22.06.2026 – 10:00 Uhr

Für zwei britische Urlauber ist ein alltäglicher Transfer vom Hotel zu einem nahegelegenen Freizeitpark in der türkischen Mittelmeermetropole Antalya unerwartet eskaliert. Ein Video, in dem das Paar den Vorfall schildert und das in den sozialen Netzwerken veröffentlicht wurde, hat binnen kurzer Zeit hohe Wellen geschlagen und eine Diskussion über Abzocke im Tourismusgewerbe entfacht.

Laut Schilderung der Betroffenen betrug die gefahrene Strecke weniger als zwei Kilometer und die reine Fahrzeit lag bei etwa vier Minuten. Für diese Kurzstrecke forderte der Taxifahrer zunächst 15 Euro. Da das Paar nach eigenen Angaben kein Bargeld bei sich trug, hob die Frau an einem hoteleigenen Geldautomaten vorsorglich einen 50-Euro-Schein ab – eine Summe, die selbst für eine Hin- und Rückfahrt mehr als ausreichend erschien.

Die Situation spitzte sich bei der Ankunft am Zielort zu. Der Fahrer habe erklärt, kein Wechselgeld zur Verfügung zu haben. Während die Urlauberin verzweifelt versuchte, bei umstehenden Personen Kleingeld zu bekommen, blieb dem Paar eigenen Worten zufolge nichts anderes übrig, als den gesamten 50-Euro-Schein auszuhändigen.

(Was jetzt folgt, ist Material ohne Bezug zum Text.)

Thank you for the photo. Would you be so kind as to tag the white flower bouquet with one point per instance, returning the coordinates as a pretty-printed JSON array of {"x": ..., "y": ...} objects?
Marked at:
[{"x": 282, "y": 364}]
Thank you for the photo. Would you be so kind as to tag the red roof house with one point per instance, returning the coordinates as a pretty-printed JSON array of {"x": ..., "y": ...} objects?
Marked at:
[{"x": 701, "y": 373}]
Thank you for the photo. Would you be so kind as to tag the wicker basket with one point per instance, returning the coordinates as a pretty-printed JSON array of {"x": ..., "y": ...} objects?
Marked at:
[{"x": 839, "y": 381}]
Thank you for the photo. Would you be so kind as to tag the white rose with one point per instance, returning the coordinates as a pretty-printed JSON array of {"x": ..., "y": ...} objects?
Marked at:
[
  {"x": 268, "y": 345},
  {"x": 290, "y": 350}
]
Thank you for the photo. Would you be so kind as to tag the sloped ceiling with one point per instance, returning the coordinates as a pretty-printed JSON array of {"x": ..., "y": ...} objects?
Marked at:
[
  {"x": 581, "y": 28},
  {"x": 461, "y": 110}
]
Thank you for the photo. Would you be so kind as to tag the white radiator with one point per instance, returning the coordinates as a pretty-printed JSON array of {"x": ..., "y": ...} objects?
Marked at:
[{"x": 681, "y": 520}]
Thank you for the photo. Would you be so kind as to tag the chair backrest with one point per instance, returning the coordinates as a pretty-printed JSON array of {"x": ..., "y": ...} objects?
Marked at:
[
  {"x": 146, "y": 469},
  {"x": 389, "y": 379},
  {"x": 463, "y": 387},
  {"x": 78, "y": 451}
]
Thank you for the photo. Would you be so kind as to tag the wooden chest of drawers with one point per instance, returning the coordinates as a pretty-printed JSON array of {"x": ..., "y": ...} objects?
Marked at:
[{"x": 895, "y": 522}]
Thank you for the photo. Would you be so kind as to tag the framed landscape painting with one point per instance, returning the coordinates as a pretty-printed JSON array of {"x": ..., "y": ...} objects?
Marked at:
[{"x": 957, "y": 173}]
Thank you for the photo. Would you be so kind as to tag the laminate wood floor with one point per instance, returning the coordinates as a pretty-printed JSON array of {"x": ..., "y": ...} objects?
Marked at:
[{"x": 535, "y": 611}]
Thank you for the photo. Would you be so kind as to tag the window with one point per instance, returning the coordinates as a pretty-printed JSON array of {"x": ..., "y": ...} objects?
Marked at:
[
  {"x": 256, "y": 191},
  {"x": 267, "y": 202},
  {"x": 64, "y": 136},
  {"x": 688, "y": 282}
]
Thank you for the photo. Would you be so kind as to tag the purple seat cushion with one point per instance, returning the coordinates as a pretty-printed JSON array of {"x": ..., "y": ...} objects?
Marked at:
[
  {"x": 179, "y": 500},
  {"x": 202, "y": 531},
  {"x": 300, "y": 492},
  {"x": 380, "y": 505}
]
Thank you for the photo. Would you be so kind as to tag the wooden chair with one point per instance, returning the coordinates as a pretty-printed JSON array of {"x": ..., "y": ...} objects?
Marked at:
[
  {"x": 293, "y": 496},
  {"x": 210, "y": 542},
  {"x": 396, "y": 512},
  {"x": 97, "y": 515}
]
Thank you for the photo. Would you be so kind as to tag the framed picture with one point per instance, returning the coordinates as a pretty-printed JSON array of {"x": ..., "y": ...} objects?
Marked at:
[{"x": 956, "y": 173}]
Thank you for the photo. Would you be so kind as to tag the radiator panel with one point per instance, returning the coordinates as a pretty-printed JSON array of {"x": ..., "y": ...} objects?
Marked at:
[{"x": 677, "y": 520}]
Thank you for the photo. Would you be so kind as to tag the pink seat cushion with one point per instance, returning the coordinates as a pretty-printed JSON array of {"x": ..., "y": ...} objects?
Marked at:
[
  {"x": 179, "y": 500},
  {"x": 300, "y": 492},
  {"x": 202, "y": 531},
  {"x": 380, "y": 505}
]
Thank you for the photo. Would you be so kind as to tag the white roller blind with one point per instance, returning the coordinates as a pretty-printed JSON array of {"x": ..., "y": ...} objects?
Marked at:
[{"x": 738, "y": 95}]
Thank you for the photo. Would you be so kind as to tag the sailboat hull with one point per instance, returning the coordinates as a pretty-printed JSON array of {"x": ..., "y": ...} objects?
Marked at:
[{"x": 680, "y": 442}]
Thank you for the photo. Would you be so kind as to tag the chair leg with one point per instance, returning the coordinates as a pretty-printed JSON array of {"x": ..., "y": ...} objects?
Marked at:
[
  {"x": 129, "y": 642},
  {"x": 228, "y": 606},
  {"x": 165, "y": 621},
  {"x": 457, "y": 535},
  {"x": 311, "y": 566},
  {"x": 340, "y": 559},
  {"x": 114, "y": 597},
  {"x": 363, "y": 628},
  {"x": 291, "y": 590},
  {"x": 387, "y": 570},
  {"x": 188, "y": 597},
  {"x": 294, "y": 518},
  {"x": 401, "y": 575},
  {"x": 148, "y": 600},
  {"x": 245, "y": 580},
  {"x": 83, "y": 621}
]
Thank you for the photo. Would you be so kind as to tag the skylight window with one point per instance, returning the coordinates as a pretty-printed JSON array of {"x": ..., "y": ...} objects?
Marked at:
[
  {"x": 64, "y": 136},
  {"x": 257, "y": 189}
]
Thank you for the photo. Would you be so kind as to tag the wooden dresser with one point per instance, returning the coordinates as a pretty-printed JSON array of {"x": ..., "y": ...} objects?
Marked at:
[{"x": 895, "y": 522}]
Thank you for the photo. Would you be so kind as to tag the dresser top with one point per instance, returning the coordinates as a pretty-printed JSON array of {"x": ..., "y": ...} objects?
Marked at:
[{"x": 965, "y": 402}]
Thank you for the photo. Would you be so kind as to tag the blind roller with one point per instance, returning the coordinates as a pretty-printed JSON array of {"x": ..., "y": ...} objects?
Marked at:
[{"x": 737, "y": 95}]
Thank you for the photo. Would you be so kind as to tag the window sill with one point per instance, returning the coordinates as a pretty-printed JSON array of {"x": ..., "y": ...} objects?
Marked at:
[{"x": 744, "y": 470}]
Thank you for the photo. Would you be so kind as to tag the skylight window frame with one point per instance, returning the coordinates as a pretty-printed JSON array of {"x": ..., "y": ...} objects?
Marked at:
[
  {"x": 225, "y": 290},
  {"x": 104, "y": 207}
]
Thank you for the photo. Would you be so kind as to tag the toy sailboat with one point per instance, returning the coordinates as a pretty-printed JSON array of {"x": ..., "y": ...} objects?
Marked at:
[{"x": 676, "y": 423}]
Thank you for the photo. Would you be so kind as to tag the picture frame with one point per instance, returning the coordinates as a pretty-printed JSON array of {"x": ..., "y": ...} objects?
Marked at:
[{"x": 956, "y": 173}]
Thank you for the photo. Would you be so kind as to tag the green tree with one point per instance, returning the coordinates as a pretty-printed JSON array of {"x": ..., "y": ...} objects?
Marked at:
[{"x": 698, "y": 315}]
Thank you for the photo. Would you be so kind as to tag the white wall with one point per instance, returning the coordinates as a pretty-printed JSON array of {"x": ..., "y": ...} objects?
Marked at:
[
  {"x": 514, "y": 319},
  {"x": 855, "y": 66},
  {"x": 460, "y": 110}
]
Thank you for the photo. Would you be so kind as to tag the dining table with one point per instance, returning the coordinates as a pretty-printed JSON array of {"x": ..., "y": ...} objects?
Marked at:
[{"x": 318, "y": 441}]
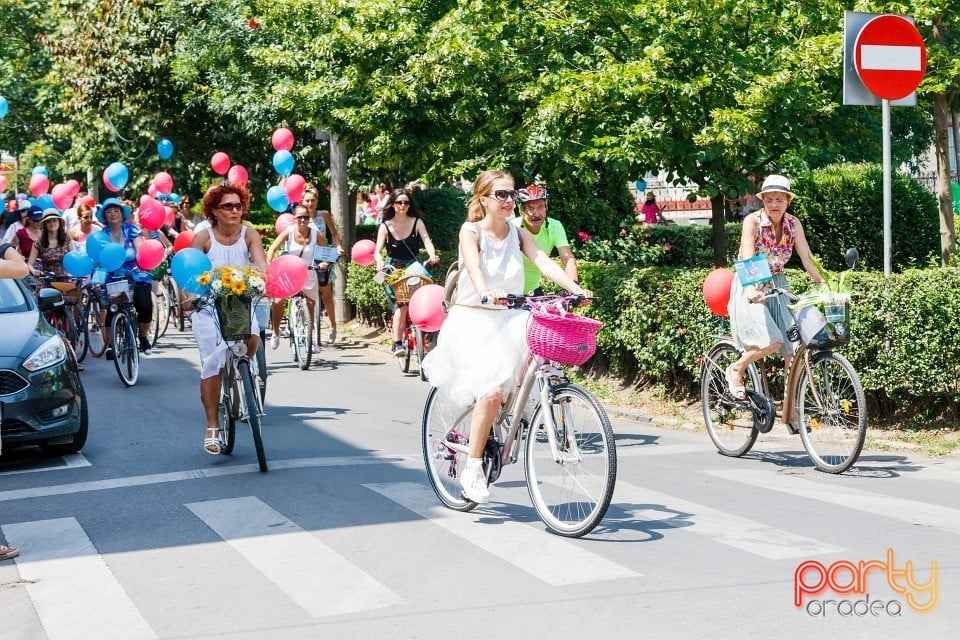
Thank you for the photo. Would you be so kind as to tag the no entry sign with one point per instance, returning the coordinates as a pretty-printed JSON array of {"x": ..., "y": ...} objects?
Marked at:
[{"x": 890, "y": 57}]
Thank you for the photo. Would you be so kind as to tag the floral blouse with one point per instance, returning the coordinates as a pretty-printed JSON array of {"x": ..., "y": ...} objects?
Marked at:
[{"x": 766, "y": 241}]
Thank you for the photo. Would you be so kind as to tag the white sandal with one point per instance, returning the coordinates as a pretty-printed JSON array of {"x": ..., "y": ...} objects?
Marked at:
[{"x": 213, "y": 446}]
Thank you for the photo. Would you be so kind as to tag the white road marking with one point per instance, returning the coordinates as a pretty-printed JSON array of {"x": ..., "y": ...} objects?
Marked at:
[
  {"x": 733, "y": 531},
  {"x": 194, "y": 474},
  {"x": 903, "y": 509},
  {"x": 75, "y": 593},
  {"x": 72, "y": 461},
  {"x": 313, "y": 575},
  {"x": 888, "y": 57},
  {"x": 554, "y": 560}
]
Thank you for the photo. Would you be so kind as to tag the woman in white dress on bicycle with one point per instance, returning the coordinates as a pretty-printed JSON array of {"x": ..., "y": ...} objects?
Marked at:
[
  {"x": 227, "y": 242},
  {"x": 482, "y": 345}
]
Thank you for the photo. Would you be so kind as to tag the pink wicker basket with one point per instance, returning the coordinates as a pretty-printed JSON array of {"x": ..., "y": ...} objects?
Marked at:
[{"x": 562, "y": 336}]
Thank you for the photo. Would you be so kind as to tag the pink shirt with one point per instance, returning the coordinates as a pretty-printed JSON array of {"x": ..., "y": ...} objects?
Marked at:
[{"x": 766, "y": 241}]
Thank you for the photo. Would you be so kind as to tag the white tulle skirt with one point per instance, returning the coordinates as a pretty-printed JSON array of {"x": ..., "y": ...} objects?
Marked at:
[{"x": 478, "y": 351}]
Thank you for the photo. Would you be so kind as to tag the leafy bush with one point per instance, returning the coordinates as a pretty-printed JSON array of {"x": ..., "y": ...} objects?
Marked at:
[{"x": 841, "y": 206}]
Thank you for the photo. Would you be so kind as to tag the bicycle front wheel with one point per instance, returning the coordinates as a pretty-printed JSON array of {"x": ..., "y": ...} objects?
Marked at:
[
  {"x": 833, "y": 412},
  {"x": 571, "y": 495},
  {"x": 444, "y": 423},
  {"x": 126, "y": 356},
  {"x": 729, "y": 421},
  {"x": 252, "y": 405}
]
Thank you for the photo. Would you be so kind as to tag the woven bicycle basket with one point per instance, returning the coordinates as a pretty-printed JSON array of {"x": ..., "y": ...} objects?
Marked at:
[
  {"x": 562, "y": 336},
  {"x": 404, "y": 287}
]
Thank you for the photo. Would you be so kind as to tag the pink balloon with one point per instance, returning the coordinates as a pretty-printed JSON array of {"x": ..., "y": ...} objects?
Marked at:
[
  {"x": 220, "y": 163},
  {"x": 163, "y": 181},
  {"x": 426, "y": 307},
  {"x": 282, "y": 139},
  {"x": 286, "y": 276},
  {"x": 150, "y": 254},
  {"x": 362, "y": 252},
  {"x": 284, "y": 220},
  {"x": 293, "y": 185},
  {"x": 151, "y": 214},
  {"x": 39, "y": 184},
  {"x": 238, "y": 174}
]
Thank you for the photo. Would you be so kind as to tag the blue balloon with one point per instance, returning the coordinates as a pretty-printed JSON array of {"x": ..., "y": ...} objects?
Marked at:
[
  {"x": 96, "y": 241},
  {"x": 112, "y": 256},
  {"x": 187, "y": 265},
  {"x": 77, "y": 264},
  {"x": 117, "y": 174},
  {"x": 164, "y": 149},
  {"x": 283, "y": 162},
  {"x": 277, "y": 198}
]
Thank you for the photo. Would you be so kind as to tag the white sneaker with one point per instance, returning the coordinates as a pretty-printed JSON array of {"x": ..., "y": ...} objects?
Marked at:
[{"x": 474, "y": 482}]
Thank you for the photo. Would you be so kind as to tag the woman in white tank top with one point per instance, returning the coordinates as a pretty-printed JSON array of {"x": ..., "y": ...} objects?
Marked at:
[{"x": 228, "y": 243}]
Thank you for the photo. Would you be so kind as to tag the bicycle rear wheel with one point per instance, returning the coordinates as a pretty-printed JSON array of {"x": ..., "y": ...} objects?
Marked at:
[
  {"x": 729, "y": 421},
  {"x": 96, "y": 345},
  {"x": 444, "y": 423},
  {"x": 126, "y": 356},
  {"x": 833, "y": 412},
  {"x": 228, "y": 408},
  {"x": 252, "y": 405},
  {"x": 571, "y": 496}
]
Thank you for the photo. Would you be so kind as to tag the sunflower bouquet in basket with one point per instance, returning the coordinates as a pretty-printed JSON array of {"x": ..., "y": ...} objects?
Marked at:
[{"x": 233, "y": 290}]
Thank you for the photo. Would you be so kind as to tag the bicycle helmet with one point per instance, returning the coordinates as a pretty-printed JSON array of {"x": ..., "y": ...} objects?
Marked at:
[{"x": 532, "y": 192}]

Erst das beherzte Eingreifen zweier türkischer Passanten brachte die Wende. Die Männer diskutierten mit dem Fahrer und forderten ihn offenbar auf, das Restgeld herauszugeben. Daraufhin zog der Taxifahrer wider Erwarten ein Bündel mit Euro-, US-Dollar- und Türkischen-Lira-Scheinen aus der Tasche und gab dem Paar schließlich 35 Euro zurück. In ihrem Video zeigten sich die Urlauber erleichtert, aber auch fassungslos über das Verhalten des Fahrers. Der Clip verbreitete sich in kürzester Zeit viral und rief zahlreiche empörte Reaktionen hervor.